A pioneering figure in feminist art, Wilke explored issues of beauty, gender, and western cultural convention with a diverse approach that included photography, performance, video, sculpture and drawing. Wilke was one of the first artists to take control of the traditional male gaze and transform it into a means of celebration and liberation. In her multi-disciplinary practice, Wilke asserted ownership over her own body thereby associating herself with the women’s movement of the 1960’s. Poignant and arresting, Wilke’s work melded Post-Minimalism, second wave feminism and Abstract Expressionism making her one of the most influential yet under recognized artists of the late 20th century.
Wilke’s works on paper reveal a physicality that is often in dialogue with her sculpture. Rarely exhibited before her death in 1993, drawings were an integral part of her practice beginning in the 1950’s and early 1960’s. Exuberant shapes and undulating lines meander between figurative forms and abstracted landscapes. Some works, such as Untitled, circa 1965 (pictured above), have a raw and visceral quality that evokes the immediacy and emotional intensity of Abstract Expressionism. Others are more linear in their depiction of her organic forms.

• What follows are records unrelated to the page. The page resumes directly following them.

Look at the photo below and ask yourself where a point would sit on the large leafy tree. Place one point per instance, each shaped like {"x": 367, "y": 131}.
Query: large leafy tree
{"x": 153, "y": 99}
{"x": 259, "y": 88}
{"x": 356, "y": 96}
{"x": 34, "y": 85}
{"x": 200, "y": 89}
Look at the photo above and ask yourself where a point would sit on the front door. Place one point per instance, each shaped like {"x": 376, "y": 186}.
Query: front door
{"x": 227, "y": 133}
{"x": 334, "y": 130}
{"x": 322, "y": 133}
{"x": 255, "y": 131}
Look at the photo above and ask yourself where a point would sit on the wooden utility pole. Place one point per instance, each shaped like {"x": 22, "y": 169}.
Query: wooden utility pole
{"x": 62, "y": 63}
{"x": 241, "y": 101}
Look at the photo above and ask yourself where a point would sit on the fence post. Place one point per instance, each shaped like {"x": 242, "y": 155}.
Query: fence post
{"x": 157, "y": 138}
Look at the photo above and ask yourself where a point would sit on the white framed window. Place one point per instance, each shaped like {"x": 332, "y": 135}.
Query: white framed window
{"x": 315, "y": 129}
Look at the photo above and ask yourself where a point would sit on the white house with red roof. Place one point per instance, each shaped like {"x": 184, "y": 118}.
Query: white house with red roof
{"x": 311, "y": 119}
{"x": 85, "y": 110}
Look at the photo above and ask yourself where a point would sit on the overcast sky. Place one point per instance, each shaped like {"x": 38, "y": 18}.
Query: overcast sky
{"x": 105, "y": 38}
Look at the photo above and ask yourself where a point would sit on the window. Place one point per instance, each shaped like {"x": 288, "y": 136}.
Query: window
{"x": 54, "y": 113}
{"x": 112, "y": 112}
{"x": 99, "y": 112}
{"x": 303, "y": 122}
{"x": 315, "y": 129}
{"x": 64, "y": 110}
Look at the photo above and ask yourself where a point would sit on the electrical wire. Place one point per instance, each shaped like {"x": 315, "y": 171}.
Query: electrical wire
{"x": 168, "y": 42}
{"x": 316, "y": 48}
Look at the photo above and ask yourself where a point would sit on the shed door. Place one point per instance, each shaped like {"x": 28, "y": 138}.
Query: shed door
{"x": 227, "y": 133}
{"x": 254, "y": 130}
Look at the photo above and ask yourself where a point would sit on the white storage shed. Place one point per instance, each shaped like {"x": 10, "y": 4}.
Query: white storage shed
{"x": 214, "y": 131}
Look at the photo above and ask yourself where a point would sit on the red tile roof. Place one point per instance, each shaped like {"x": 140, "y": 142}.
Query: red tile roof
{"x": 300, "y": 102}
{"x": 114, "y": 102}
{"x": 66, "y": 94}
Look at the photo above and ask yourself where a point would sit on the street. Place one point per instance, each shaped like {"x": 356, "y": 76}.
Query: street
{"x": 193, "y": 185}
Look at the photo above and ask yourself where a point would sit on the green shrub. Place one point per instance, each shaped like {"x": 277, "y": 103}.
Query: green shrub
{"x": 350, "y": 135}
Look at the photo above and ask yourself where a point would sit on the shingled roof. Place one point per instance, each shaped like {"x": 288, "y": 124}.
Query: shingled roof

Hannah Wilke (b. New York, NY, 1940; d. Houston, TX, 1993) trained at Stella Elkins Tyler School of Fine Art, Temple University, Philadelphia. Key solo museum exhibitions during her life included Hannah Wilke: Starification Photographs and Videotapes, Fine Arts Gallery, University of California, Irvine, (1976); and Hannah Wilke: A Retrospective, University of Missouri (1989). Other solo presentations of her work have included Hannah Wilke: Gestures, Neuberger Museum of Art, New York (2008) and a solo gallery at the Museum of Modern Art, New York (2011). Wilke has also been included in significant group exhibitions, including: Performing for the Camera, Tate Modern, London (2016); Human Nature, LACMA, Los Angeles, CA (2012); Naked Before the Camera, Metropolitan Museum of Art, New York (2012); The Original Copy: Photography of Sculpture, 1839 to Today, MoMA, New York, NY (2010); elles@centrepompidou, Centre Pompidou, Paris, (2009-10): WACK!, Museum of Contemporary Art, Los Angeles (2007); and Sexual Politics, Hammer Museum, Los Angeles, 1996. Her work features in major museum and foundation collections including Tate Modern, London; Centre Pompidou, Paris; Museum of Modern Art, New York; Whitney Museum of American Art, New York; Solomon R. Guggenheim Museum, New York; LA County Museum of Art, Los Angeles; Museum of Contemporary Art, Los Angeles, Princeton University Art Museum; and Coleccion Jumex, Mexico City.